Autre axe de visite, le Liban terre de sainteté. La Vallée de la Qadisha en est un magnifique exemple, haut lieu de sainteté pour la chrétienté et classé par l’Unesco. «Il y a une quantité de lieux de culte éparpillés sur tout le territoire, dédiés aux saints libanais, comme mar Charbel, mar Maroun, sainte Rafqa, sans compter les milliers de lieux dédiés spécifiquement à la Vierge et au Christ», précise Nour Farra-Haddad. «Nous avons aussi par exemple 370 lieux de culte dédiés à saint Georges, plus de 270 pour saint Elie (Nabi Elia chez les musulmans).
Par ailleurs, souligne l’anthropologue, le Liban se distingue par rapport à d’autres pays par le fait qu’il dispose d’une cartographie sacrée non figée.
Une terre de saints. «On parle même de la fabrication de nouveaux saints, figures nationales tantôt, ou encore martyrs de nombreux conflits de la région», avance-t-elle. Les bienheureux Abouna Yaacoub, Estéphan Nehmé, le vénérable Abouna Mrad, le patriarche Estéphan Doueihy et le frère Estéphan Nehmé sont en attente de béatification. Cette cartographie est très active et évolue. «On continue à construire des couvents», ce qui n’est plus le cas dans de nombreux pays.
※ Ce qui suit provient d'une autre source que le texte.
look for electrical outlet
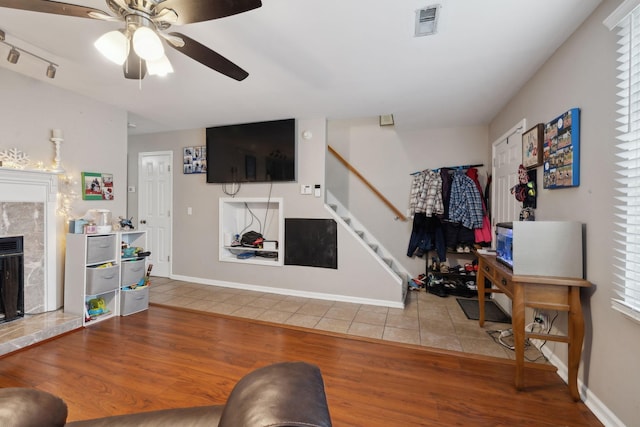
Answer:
[534,311,550,332]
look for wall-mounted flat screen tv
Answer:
[206,119,296,183]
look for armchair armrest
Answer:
[0,388,67,427]
[218,362,331,427]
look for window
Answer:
[604,0,640,322]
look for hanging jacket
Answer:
[449,171,483,229]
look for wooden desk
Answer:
[477,254,591,401]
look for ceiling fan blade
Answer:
[169,33,249,81]
[0,0,111,19]
[158,0,262,25]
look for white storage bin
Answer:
[120,259,145,286]
[87,234,116,264]
[120,286,149,316]
[87,265,120,295]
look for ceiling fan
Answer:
[0,0,262,81]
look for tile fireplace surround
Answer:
[0,167,82,355]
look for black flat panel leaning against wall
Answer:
[284,218,338,269]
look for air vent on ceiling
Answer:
[415,4,440,37]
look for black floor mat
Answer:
[456,298,511,323]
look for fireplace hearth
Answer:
[0,236,24,323]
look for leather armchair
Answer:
[0,362,331,427]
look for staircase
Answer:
[325,191,411,301]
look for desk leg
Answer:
[568,286,584,401]
[476,269,484,327]
[511,283,525,390]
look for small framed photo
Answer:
[82,172,114,200]
[182,145,207,174]
[522,123,544,169]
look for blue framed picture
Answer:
[542,108,580,189]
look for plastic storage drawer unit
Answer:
[87,265,120,295]
[87,234,116,264]
[120,259,145,286]
[120,286,149,316]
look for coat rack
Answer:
[410,163,484,175]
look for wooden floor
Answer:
[0,306,602,427]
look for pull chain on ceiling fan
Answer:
[0,0,262,81]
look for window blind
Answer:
[605,2,640,321]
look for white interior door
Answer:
[491,120,526,235]
[491,119,527,314]
[138,151,173,277]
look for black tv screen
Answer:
[207,119,296,183]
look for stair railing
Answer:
[327,145,407,221]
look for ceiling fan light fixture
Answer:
[7,46,20,64]
[93,30,129,65]
[133,27,164,61]
[147,55,173,77]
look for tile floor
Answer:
[149,277,546,363]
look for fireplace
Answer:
[0,167,62,314]
[0,236,24,323]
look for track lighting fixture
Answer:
[0,30,59,79]
[7,47,20,64]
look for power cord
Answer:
[222,182,241,197]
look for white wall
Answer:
[129,118,401,304]
[0,68,127,304]
[326,117,491,277]
[490,0,640,426]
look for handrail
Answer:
[327,145,407,221]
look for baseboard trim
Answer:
[169,274,404,308]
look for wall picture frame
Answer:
[542,108,580,189]
[182,145,207,174]
[522,123,544,169]
[82,172,114,200]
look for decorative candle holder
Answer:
[51,129,64,173]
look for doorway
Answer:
[491,119,526,234]
[491,119,527,314]
[138,151,173,277]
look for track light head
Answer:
[47,64,56,79]
[7,47,20,64]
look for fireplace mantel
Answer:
[0,167,62,311]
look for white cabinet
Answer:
[118,231,149,316]
[219,197,284,266]
[64,231,148,325]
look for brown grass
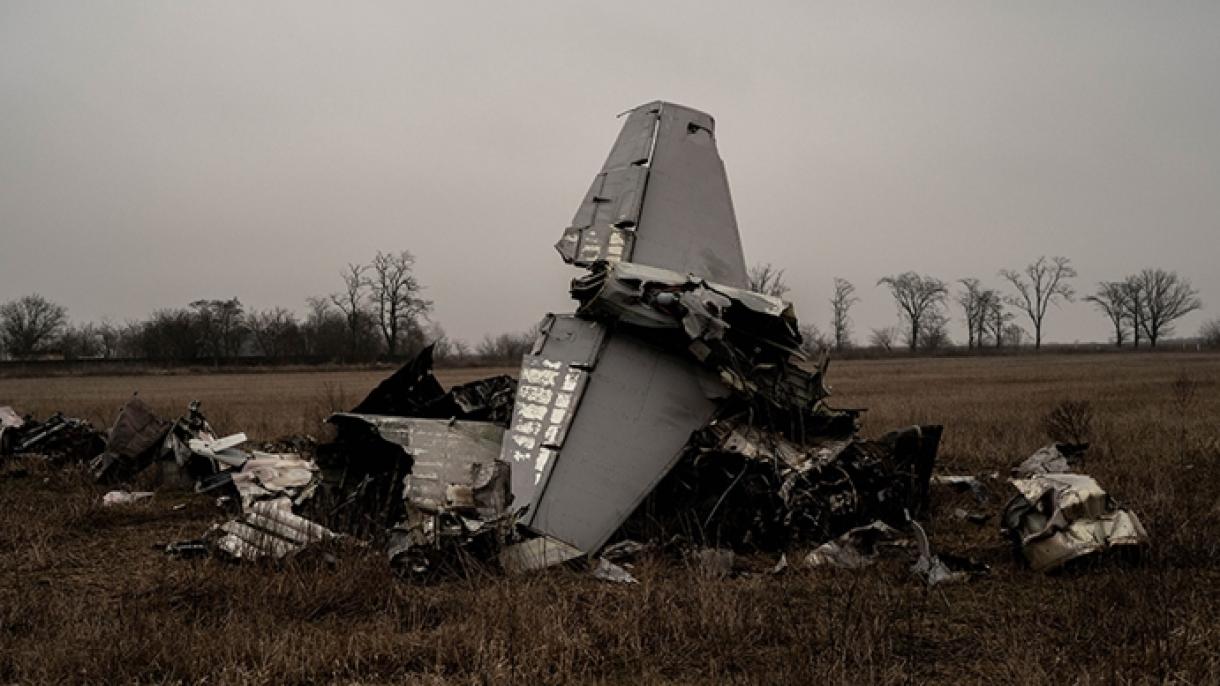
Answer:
[0,355,1220,684]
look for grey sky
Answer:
[0,0,1220,341]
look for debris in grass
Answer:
[101,491,154,508]
[1002,444,1148,571]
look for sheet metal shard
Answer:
[500,315,606,510]
[1003,472,1148,571]
[216,498,334,560]
[517,336,716,553]
[555,101,748,288]
[90,395,173,480]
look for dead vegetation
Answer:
[0,355,1220,684]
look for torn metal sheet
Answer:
[320,413,511,577]
[556,101,748,288]
[229,450,321,510]
[351,345,516,426]
[216,498,336,560]
[187,433,250,469]
[593,558,637,583]
[90,395,173,481]
[332,413,509,518]
[101,491,154,508]
[805,521,906,569]
[0,405,26,455]
[0,413,106,461]
[519,336,716,552]
[687,548,737,579]
[1013,443,1088,476]
[572,257,802,356]
[500,315,606,510]
[499,536,584,574]
[1003,472,1148,571]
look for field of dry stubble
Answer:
[0,354,1220,684]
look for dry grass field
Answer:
[0,354,1220,684]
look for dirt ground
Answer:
[0,354,1220,684]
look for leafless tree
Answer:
[98,319,123,359]
[190,298,249,364]
[475,326,538,364]
[248,308,303,360]
[1085,281,1130,348]
[1199,317,1220,348]
[331,262,368,359]
[300,295,351,359]
[958,278,999,349]
[1122,275,1148,348]
[1135,269,1203,348]
[919,309,950,350]
[983,294,1020,348]
[57,323,101,360]
[831,276,860,350]
[139,308,201,361]
[877,271,949,352]
[368,250,432,358]
[1004,323,1025,348]
[999,255,1076,350]
[800,323,832,360]
[0,293,68,358]
[869,326,898,353]
[749,262,788,298]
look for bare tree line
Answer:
[0,250,1220,364]
[750,256,1205,352]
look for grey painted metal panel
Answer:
[556,103,748,288]
[500,315,606,509]
[526,336,716,553]
[631,103,749,288]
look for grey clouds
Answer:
[0,0,1220,341]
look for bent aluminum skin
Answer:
[500,101,748,557]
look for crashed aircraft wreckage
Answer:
[0,103,1147,576]
[307,103,941,572]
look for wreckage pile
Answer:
[0,103,1146,583]
[0,405,105,463]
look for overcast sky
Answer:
[0,0,1220,342]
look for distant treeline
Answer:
[0,250,1220,367]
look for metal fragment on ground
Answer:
[229,450,320,509]
[1013,443,1088,476]
[101,491,154,508]
[687,548,737,579]
[90,395,173,481]
[216,498,334,560]
[1003,472,1148,571]
[593,558,637,583]
[805,521,906,569]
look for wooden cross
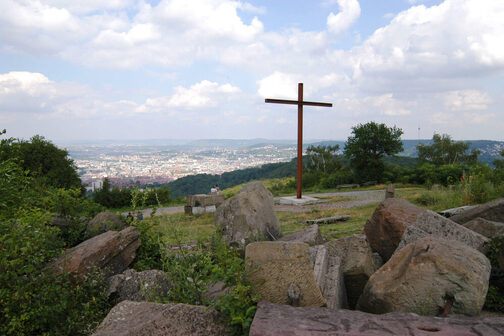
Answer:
[264,83,332,198]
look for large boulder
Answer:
[49,226,140,275]
[364,198,425,261]
[93,301,230,336]
[324,234,377,308]
[279,224,324,246]
[214,181,282,248]
[357,236,490,315]
[450,198,504,224]
[86,211,128,237]
[462,217,504,238]
[107,269,171,304]
[245,242,325,306]
[397,210,490,253]
[249,301,504,336]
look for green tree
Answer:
[345,121,403,181]
[306,145,343,173]
[416,134,480,166]
[0,134,82,192]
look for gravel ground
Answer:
[123,190,385,217]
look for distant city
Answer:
[64,139,504,189]
[64,140,304,188]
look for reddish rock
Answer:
[93,301,230,336]
[364,198,425,261]
[249,301,504,336]
[50,226,140,275]
[357,236,490,316]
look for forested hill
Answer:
[168,159,296,197]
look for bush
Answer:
[0,209,108,335]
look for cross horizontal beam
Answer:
[264,98,332,107]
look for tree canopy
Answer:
[0,132,82,192]
[416,134,480,166]
[344,121,403,181]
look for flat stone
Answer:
[462,217,504,238]
[303,215,351,225]
[276,196,320,205]
[93,301,230,336]
[249,301,504,336]
[48,226,140,275]
[324,234,377,308]
[396,210,490,253]
[245,242,325,306]
[278,224,324,246]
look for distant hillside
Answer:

Le Liban religieux peut aussi se visiter sous l’angle d’une «terre de dialogue et de vivre-ensemble». Le Liban est un message, avait rappelé le pape Jean-Paul II. Et de fait, avec ses dix-huit communautés religieuses installées sur un même sol, le pays du Cèdre apparaît comme un sanctuaire du dialogue interreligieux.
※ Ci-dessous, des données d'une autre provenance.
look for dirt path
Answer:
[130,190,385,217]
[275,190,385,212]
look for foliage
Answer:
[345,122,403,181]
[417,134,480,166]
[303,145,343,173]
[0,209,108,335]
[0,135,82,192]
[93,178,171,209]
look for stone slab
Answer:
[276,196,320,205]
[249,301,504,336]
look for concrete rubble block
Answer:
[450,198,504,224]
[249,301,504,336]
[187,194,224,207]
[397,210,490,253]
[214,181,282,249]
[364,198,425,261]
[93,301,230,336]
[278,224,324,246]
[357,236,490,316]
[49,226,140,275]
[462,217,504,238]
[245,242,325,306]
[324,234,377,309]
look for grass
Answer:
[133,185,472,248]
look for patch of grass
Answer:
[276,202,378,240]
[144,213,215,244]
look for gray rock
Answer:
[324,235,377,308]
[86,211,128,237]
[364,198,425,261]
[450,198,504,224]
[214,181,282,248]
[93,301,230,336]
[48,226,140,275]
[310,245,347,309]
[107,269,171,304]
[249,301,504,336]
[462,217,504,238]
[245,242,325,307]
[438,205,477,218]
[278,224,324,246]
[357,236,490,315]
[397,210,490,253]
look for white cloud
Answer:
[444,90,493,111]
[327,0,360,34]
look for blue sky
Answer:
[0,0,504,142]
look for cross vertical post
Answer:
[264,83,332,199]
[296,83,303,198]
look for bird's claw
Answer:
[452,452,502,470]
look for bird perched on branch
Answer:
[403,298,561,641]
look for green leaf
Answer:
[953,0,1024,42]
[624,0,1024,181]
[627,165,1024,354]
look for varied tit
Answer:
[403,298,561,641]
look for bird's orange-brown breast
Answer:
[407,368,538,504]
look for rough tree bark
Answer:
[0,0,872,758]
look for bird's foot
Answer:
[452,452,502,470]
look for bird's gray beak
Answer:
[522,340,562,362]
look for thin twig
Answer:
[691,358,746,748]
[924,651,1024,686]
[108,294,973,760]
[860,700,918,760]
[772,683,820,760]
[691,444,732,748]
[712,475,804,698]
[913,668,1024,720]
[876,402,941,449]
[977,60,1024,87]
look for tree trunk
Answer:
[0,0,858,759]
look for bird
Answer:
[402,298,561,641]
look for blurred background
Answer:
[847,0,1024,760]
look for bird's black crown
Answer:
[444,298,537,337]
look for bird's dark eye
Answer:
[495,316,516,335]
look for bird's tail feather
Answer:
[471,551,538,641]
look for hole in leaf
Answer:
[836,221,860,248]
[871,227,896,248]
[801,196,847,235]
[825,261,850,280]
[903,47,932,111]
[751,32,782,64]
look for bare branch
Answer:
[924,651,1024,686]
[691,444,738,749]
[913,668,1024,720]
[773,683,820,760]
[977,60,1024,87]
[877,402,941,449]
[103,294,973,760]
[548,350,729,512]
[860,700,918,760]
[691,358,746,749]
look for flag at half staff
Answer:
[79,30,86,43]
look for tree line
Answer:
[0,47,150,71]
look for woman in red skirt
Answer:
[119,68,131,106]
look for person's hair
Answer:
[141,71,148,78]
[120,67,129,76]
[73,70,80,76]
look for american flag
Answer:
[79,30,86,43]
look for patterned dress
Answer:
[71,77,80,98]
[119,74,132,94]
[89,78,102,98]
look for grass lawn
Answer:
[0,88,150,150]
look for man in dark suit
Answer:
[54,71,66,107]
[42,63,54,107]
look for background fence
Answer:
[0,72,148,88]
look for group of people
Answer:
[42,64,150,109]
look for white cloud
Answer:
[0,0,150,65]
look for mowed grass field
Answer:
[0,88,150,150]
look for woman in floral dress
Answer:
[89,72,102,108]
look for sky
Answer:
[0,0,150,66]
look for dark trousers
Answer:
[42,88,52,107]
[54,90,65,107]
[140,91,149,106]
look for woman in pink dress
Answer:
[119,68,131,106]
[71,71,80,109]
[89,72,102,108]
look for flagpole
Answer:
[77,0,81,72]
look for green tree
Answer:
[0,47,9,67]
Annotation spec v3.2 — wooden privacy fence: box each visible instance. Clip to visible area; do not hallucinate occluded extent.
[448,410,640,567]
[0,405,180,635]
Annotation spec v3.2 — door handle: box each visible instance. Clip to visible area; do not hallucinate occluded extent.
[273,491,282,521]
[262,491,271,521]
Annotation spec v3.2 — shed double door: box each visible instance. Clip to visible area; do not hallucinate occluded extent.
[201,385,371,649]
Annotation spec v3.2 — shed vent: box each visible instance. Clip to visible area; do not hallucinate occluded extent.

De plus, observe Nour Farra-Haddad, plusieurs saints sont vénérés par toutes les communautés. Saint Georges, alias mar Jeriès ou al-Khodr, est l’un d’entre eux, tout comme saint Pierre (mar Boutros, Chamoun, Semaan). Sans oublier, bien évidemment, le consensus religieux autour de la Vierge. Le plus visité reste Notre-Dame du Liban, à Harissa, le symbole de la coexistence, où l’on croise autant de visiteurs musulmans que chrétiens, libanais ou étrangers.
Jenny Saleh
Pour aller plus loin
♦ Site du ministère du Tourisme: www.destinationlebanon.gov.org
♦ Lebanon roots: lebanonroots.com
♦ Sur les pas de la Vierge et du Christ au Liban (tome I: Le Christ – tome II: La Vierge), de Victor Sauma. Disponible en librairies.
♦ Sur les pas des saints au Liban, de Victor Sauma. Disponible en librairies.
Quelques idées de week-end
La consultante Nour Farra-Haddad nous a livré quelques idées de circuits à réaliser en un week-end. Certains lieux de culte dispensent également des hébergements aux visiteurs.
Hauts lieux de culte orthodoxes au Liban-Nord
Jour 1: visite du monastère orthodoxe de Saydet el-Nourié (Notre-Dame des Lumières), visite d’Enfé avec ses églises et du couvent de Saydet el-Natour avec ses marais salants, visite de Notre-Dame de Kaftoun, ainsi que du couvent de SS Serge et Bacchus et ses fresques murales médiévales.
Nuitée à Batroun.
Jour 2: visite de Batroun, de ses églises, son souk, le mur phénicien…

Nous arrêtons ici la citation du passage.